Interaction design is largely about the meaning that people assign to things and events, and how people try to express meanings. So to learn from any tool, interactive or not, go watch people using it. You’ll hear them talk to the tool. You’ll see them assign all sorts of surprising interpretations to shapes, colors, positioning, dings, dents and behaviors. You’ll see them fall in love with a thing as it becomes elegantly worn. You’ll see them come to hate a thing and choose to ignore it, sell it, or even smash it. And I guarantee you won’t have to do much of this before you encounter someone who makes a mental mapping you would never dream possible. And you’ll learn from that.

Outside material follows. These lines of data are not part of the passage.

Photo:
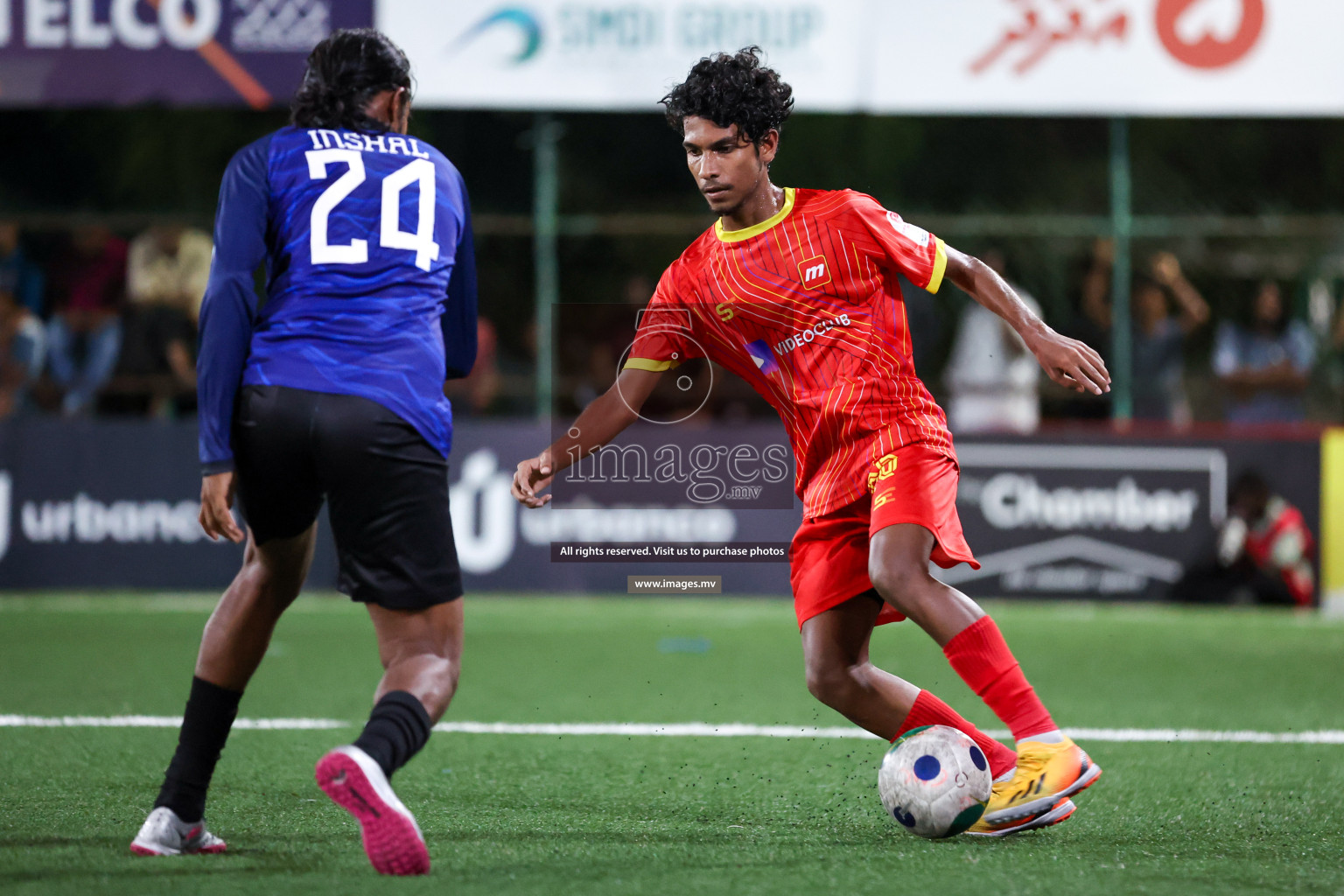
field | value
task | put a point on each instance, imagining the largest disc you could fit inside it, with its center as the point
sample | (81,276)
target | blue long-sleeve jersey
(370,280)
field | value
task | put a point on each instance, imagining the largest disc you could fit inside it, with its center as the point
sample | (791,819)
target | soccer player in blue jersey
(332,389)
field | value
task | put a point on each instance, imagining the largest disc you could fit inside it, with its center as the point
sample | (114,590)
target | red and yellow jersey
(805,306)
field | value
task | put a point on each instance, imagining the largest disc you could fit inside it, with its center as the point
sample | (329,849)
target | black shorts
(386,489)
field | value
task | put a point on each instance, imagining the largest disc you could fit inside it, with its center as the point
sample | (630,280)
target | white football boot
(165,835)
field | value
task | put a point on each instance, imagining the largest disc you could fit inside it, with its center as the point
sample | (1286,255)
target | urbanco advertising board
(889,57)
(113,506)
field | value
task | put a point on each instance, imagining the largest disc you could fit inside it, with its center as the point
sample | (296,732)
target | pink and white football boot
(393,840)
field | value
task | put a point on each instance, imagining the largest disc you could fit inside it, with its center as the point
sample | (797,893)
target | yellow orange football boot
(1053,816)
(1046,774)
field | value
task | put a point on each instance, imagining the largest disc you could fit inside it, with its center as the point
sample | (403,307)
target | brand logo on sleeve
(917,235)
(815,271)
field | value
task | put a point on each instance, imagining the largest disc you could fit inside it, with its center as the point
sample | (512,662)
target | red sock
(930,710)
(983,660)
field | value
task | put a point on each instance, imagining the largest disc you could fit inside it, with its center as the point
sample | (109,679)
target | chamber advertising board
(113,506)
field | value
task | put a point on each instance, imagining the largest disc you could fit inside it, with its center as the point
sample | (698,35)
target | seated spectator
(23,341)
(84,336)
(19,276)
(993,381)
(1160,340)
(1265,366)
(167,270)
(1264,554)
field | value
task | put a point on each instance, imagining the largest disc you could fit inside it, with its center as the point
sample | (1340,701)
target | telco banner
(113,506)
(80,52)
(1035,57)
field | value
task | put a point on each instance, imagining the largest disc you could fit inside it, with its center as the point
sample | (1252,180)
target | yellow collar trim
(756,230)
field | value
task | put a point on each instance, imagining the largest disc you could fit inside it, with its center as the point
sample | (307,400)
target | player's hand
(533,476)
(1070,363)
(1166,269)
(217,500)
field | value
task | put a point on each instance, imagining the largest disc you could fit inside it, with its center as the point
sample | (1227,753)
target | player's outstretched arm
(1068,361)
(599,422)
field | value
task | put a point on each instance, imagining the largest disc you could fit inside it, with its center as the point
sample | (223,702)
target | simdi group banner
(889,57)
(100,52)
(113,506)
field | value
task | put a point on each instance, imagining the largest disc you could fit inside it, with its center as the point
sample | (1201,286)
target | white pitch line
(682,730)
(164,722)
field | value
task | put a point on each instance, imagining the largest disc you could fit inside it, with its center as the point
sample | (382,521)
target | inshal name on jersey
(391,144)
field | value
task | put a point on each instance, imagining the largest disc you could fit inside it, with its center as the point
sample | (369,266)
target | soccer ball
(934,782)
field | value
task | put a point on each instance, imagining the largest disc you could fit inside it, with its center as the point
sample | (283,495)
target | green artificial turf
(634,815)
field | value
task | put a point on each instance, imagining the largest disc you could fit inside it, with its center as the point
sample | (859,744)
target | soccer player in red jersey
(796,291)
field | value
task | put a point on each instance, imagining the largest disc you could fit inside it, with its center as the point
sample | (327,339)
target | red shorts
(828,560)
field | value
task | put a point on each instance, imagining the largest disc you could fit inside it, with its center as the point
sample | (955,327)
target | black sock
(396,728)
(205,728)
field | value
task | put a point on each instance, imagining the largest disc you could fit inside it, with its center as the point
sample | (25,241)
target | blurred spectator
(1156,341)
(22,338)
(167,270)
(1264,552)
(84,336)
(20,278)
(1265,366)
(992,376)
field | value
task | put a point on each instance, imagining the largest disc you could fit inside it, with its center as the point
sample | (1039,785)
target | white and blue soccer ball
(934,782)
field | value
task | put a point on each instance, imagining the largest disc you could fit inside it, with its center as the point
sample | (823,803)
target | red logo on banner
(1208,50)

Marc Rettig, quoted in Designing for Interaction: Creating Smart Applications and Clever Devices by Dan Saffer, chapter 1
Earlier this evening, I asked a question:
Do interaction designers see what they do as a superset or a subset of HCI? Or is that the wrong question?
— Stefan Czerniawski (@pubstrat) January 18, 2011
It was prompted by reading the paragraph above and by reflecting that in my very limited dabblings in the literature, I am still finding it hard to find people who don’t slide immediately from interaction or service design to an assumption that we are solely or primarily in an online world. That rather splendid paragraph appears to make no such assumptio, but I suspect that will not prove to be the case for the book as a whole.

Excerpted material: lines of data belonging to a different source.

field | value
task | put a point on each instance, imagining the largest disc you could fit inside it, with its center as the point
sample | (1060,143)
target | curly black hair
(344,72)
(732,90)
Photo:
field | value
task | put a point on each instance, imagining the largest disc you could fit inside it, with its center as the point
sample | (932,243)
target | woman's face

Metatextual interaction design note: In the old days when you wanted to quote a paragraph from a book, you put the book down and wrote or typed out the paragraph. In these new modern times, you read the book on kindle and… have to write or type out the paragraph. Such is progress.
I think (hope) you’ll find the book isn’t only about the online world.!
Thanks for the reassurance – I am looking forward to reading more.